Global ESD is using Design-Based Research to develop Education for Sustainable Development (ESD) programming. Design-Based Research (DBR; DBR Collective, 2003) is an approach within education science that seeks to develop layers of generalizable design principles for teaching and learning, through the iterative implementation and evaluation of these principles across real-world school contexts, through long-term collaborations between researchers and school-based educators, and with an emphasis on pragmatism and workability in real world contexts (Anderson & Shattuck, 2012 ; Cobb et al., 2003).

We have developed a generalized educational design concept as a starting point, from which more specific design principles and content anchors emanate. These help us to develop specific teaching tools, including classroom materials, worksheets, discussion guides, and assessment tools.

Within this broad approach, we are using the Understanding by Design® (UbD) process developed by Wiggins & McTighe (2005) to develop, implement, test, and refine specific units, tailored to specific classroom contexts.

Reflecting on the everyday experience of social behavior in the light of evolution and sustainability

Our design concept links students’ everyday experiences of behavioral variation to relevant behavioral dimensions of sustainability issues, through iterative scaffolding that uses human science research, computer-based simulations, and the linkages provided by analogies, metaphors, models, and narratives of human behavior, as key sources for developing classroom learning materials.
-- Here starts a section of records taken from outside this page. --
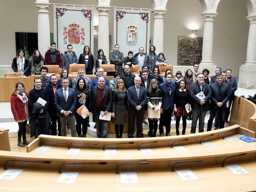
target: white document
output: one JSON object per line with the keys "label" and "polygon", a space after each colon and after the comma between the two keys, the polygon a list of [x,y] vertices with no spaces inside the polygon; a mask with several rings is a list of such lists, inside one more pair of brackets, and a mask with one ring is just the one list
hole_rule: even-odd
{"label": "white document", "polygon": [[151,155],[153,154],[153,151],[151,149],[141,149],[140,151],[143,155]]}
{"label": "white document", "polygon": [[238,140],[238,139],[236,139],[231,137],[225,137],[224,139],[225,140],[227,140],[228,141],[231,141],[231,142],[235,142]]}
{"label": "white document", "polygon": [[48,149],[50,149],[51,147],[50,146],[47,146],[46,145],[43,145],[40,147],[36,151],[40,151],[40,152],[46,152]]}
{"label": "white document", "polygon": [[105,149],[105,155],[115,155],[117,149]]}
{"label": "white document", "polygon": [[13,180],[23,170],[20,169],[9,169],[0,175],[0,179]]}
{"label": "white document", "polygon": [[77,111],[82,114],[81,117],[82,117],[83,119],[85,119],[89,116],[88,112],[89,111],[84,105],[80,107],[77,110]]}
{"label": "white document", "polygon": [[63,172],[59,178],[57,183],[74,183],[78,174],[78,172]]}
{"label": "white document", "polygon": [[237,164],[225,165],[225,167],[236,175],[240,175],[241,174],[247,174],[249,173],[248,171],[242,168]]}
{"label": "white document", "polygon": [[173,148],[178,151],[187,151],[187,150],[183,146],[174,146]]}
{"label": "white document", "polygon": [[203,142],[201,143],[205,146],[206,146],[208,147],[213,147],[216,146],[214,144],[213,144],[212,143],[210,143],[210,142]]}
{"label": "white document", "polygon": [[38,98],[38,99],[37,99],[37,102],[41,104],[42,105],[43,105],[43,107],[44,107],[44,105],[45,105],[45,104],[46,104],[46,103],[47,103],[47,101],[46,101],[45,100],[44,100],[41,97],[39,97],[39,98]]}
{"label": "white document", "polygon": [[197,176],[190,169],[176,170],[176,172],[183,180],[193,180],[198,179]]}
{"label": "white document", "polygon": [[186,109],[186,111],[187,111],[187,113],[189,113],[190,112],[189,111],[189,105],[188,105],[188,103],[187,103],[185,105],[185,109]]}
{"label": "white document", "polygon": [[99,119],[110,121],[111,119],[112,116],[112,113],[108,113],[107,114],[106,114],[105,111],[101,111]]}
{"label": "white document", "polygon": [[121,172],[120,173],[121,183],[138,183],[138,177],[136,172]]}
{"label": "white document", "polygon": [[199,98],[201,100],[203,100],[204,98],[205,98],[205,95],[204,95],[204,94],[203,94],[203,91],[201,91],[200,93],[198,93],[196,95],[196,96],[197,96],[198,98]]}
{"label": "white document", "polygon": [[76,155],[80,150],[80,149],[71,148],[67,152],[67,154]]}

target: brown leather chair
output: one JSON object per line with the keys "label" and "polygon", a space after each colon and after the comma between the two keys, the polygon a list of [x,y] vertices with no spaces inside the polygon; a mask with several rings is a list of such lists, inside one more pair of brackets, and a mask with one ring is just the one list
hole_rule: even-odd
{"label": "brown leather chair", "polygon": [[80,69],[84,69],[85,74],[85,64],[75,64],[75,65],[73,64],[69,65],[69,75],[78,75],[78,70]]}
{"label": "brown leather chair", "polygon": [[132,66],[130,66],[130,71],[134,75],[139,74],[139,65],[135,65],[135,67],[133,68]]}
{"label": "brown leather chair", "polygon": [[43,65],[43,66],[47,67],[48,68],[47,76],[50,76],[53,74],[58,75],[59,73],[58,65]]}
{"label": "brown leather chair", "polygon": [[100,65],[100,68],[103,69],[104,75],[106,76],[108,71],[115,71],[115,65],[114,64],[101,64]]}
{"label": "brown leather chair", "polygon": [[5,72],[5,77],[18,77],[19,76],[24,76],[24,73],[18,73],[15,72]]}
{"label": "brown leather chair", "polygon": [[173,66],[172,65],[167,65],[166,66],[164,65],[160,65],[158,66],[159,71],[162,76],[165,75],[165,71],[167,69],[171,69],[171,74],[173,73]]}

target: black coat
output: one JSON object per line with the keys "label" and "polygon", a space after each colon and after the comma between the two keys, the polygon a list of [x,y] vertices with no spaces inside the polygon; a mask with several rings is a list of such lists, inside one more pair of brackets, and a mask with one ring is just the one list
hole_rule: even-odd
{"label": "black coat", "polygon": [[203,105],[201,105],[200,102],[201,99],[198,98],[196,95],[201,92],[200,85],[198,82],[192,83],[190,87],[190,94],[191,98],[191,107],[192,110],[202,110],[203,111],[208,111],[210,110],[209,101],[212,96],[212,91],[210,85],[206,83],[204,83],[203,85],[203,92],[205,96],[203,99],[206,100],[206,103]]}
{"label": "black coat", "polygon": [[[92,107],[92,120],[93,122],[96,121],[97,110],[96,109],[96,91],[98,85],[95,85],[91,89],[91,105]],[[101,105],[102,111],[112,112],[112,89],[107,85],[105,85],[103,91],[102,95],[102,105]]]}

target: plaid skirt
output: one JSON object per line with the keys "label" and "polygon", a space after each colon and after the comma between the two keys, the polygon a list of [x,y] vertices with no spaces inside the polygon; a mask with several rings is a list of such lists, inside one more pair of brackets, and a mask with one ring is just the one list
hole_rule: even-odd
{"label": "plaid skirt", "polygon": [[187,117],[189,114],[187,112],[185,107],[176,107],[177,112],[174,112],[174,115],[176,117]]}

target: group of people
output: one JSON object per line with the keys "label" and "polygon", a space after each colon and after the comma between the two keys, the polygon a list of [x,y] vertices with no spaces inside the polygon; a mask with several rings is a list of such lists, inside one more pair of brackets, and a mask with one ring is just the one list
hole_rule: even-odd
{"label": "group of people", "polygon": [[[191,133],[195,133],[199,119],[199,132],[203,131],[204,118],[209,110],[210,117],[207,131],[211,130],[215,117],[215,128],[224,128],[225,121],[228,122],[230,107],[237,88],[235,79],[231,76],[230,69],[222,72],[221,69],[217,67],[216,75],[210,78],[208,77],[209,71],[208,69],[203,69],[202,73],[200,73],[199,65],[195,64],[193,70],[187,70],[183,77],[181,72],[177,71],[173,78],[170,70],[167,70],[165,76],[162,77],[158,66],[168,64],[163,53],[160,53],[157,56],[153,46],[151,46],[149,54],[144,53],[143,48],[140,48],[139,53],[135,57],[132,52],[130,51],[128,56],[122,60],[123,55],[119,51],[119,46],[116,45],[110,55],[110,62],[114,62],[118,72],[114,73],[112,80],[109,81],[104,77],[103,69],[97,64],[97,63],[107,62],[103,50],[100,49],[95,66],[96,68],[98,68],[98,76],[91,81],[86,76],[84,70],[80,69],[78,71],[78,77],[71,80],[69,78],[69,65],[64,62],[65,60],[77,61],[77,57],[74,58],[75,54],[70,46],[68,46],[67,53],[65,52],[62,57],[62,64],[63,65],[59,65],[60,69],[62,68],[59,79],[55,74],[48,77],[48,69],[43,65],[39,70],[41,76],[34,79],[34,88],[29,93],[26,92],[22,82],[16,84],[14,92],[11,95],[11,105],[14,119],[19,126],[18,146],[24,146],[29,144],[25,137],[25,126],[29,117],[31,125],[31,136],[34,135],[36,138],[40,134],[56,135],[57,122],[58,135],[66,136],[68,127],[71,129],[72,137],[86,137],[87,127],[89,126],[89,117],[91,113],[93,121],[96,123],[97,137],[106,138],[109,121],[100,118],[103,115],[102,112],[104,115],[111,113],[117,138],[122,137],[127,112],[128,136],[130,138],[135,136],[135,119],[136,136],[143,137],[142,124],[147,123],[146,121],[147,117],[149,128],[148,133],[150,137],[156,137],[158,121],[160,137],[164,136],[164,126],[166,128],[165,135],[170,136],[171,120],[174,111],[176,118],[177,135],[180,135],[179,124],[181,119],[182,134],[185,134],[186,120],[191,114]],[[51,47],[56,49],[56,45],[53,44]],[[51,50],[46,53],[45,58],[55,61],[57,64],[60,59],[53,56]],[[36,53],[35,55],[40,57],[40,53],[35,51],[37,51],[39,54]],[[92,74],[92,71],[88,73],[90,71],[86,70],[91,68],[90,65],[94,60],[93,57],[91,54],[87,54],[90,52],[89,48],[86,46],[84,52],[85,56],[81,54],[79,62],[80,61],[84,62],[86,74]],[[69,53],[71,53],[71,54]],[[48,54],[49,58],[46,56]],[[22,65],[19,64],[24,62],[20,59],[22,58],[22,53],[20,52],[19,55],[16,63],[14,63],[20,66]],[[123,70],[123,62],[125,64]],[[130,71],[130,67],[136,64],[142,65],[139,76],[135,76]],[[120,70],[121,73],[120,73]],[[37,71],[38,69],[35,68],[34,71]],[[25,73],[25,70],[23,71]],[[42,103],[40,100],[44,103]],[[85,119],[77,111],[82,105],[88,111]]]}

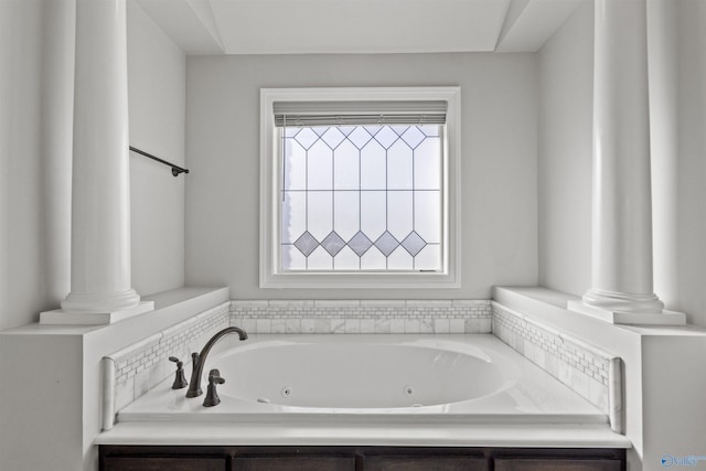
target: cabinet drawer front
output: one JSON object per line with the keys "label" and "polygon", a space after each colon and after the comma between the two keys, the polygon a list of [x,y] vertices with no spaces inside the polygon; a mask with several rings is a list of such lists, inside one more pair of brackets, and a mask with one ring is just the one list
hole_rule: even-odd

By connecting to students’ intuitive, embodied understanding of the behavioral variation that pervades their world, educators can be provided with a powerful toolkit for cultivating more scientifically adequate and more applied understandings of our evolving species and our globalizing society.

The concept also makes explicit the fact that the experiences that students have in their lives and in school emerge from an evolutionary developmental context, and feed into how communities will be shaped in the future. Conversely, reflection, experience, and engagement in sustainable community development shapes part of students’ developmental context.



References

  • Anderson, T., & Shattuck, J. (2012). Design-Based Research: A Decade of Progress in Education Research? Educational Researcher, 41(1), 16–25. http://doi.org/10.3102/0013189X11428813
  • Cobb, P. A., Confrey, J., DiSessa, A. A., Lehrer, R., & Schauble, L. (2003). Design experiments in educational research. Educational Researcher, 32(1), 9–13. https://doi.org/10.3102/0013189X032001009
  • DBR Collective (The Design-Based Research Collective) (2003). Design-Based Research: An Emerging Paradigm for Educational Inquiry. Educational Researcher, 32(1), 5–8. http://doi.org/10.3102/0013189X032001005
  • Wiggins, G. P., & McTighe, J. (2005). Understanding by design. Association for Supervision and Curriculum Development (2nd ed.). Alexandria, VA, USA: Association for Supervision and Curriculum Development (ASCD).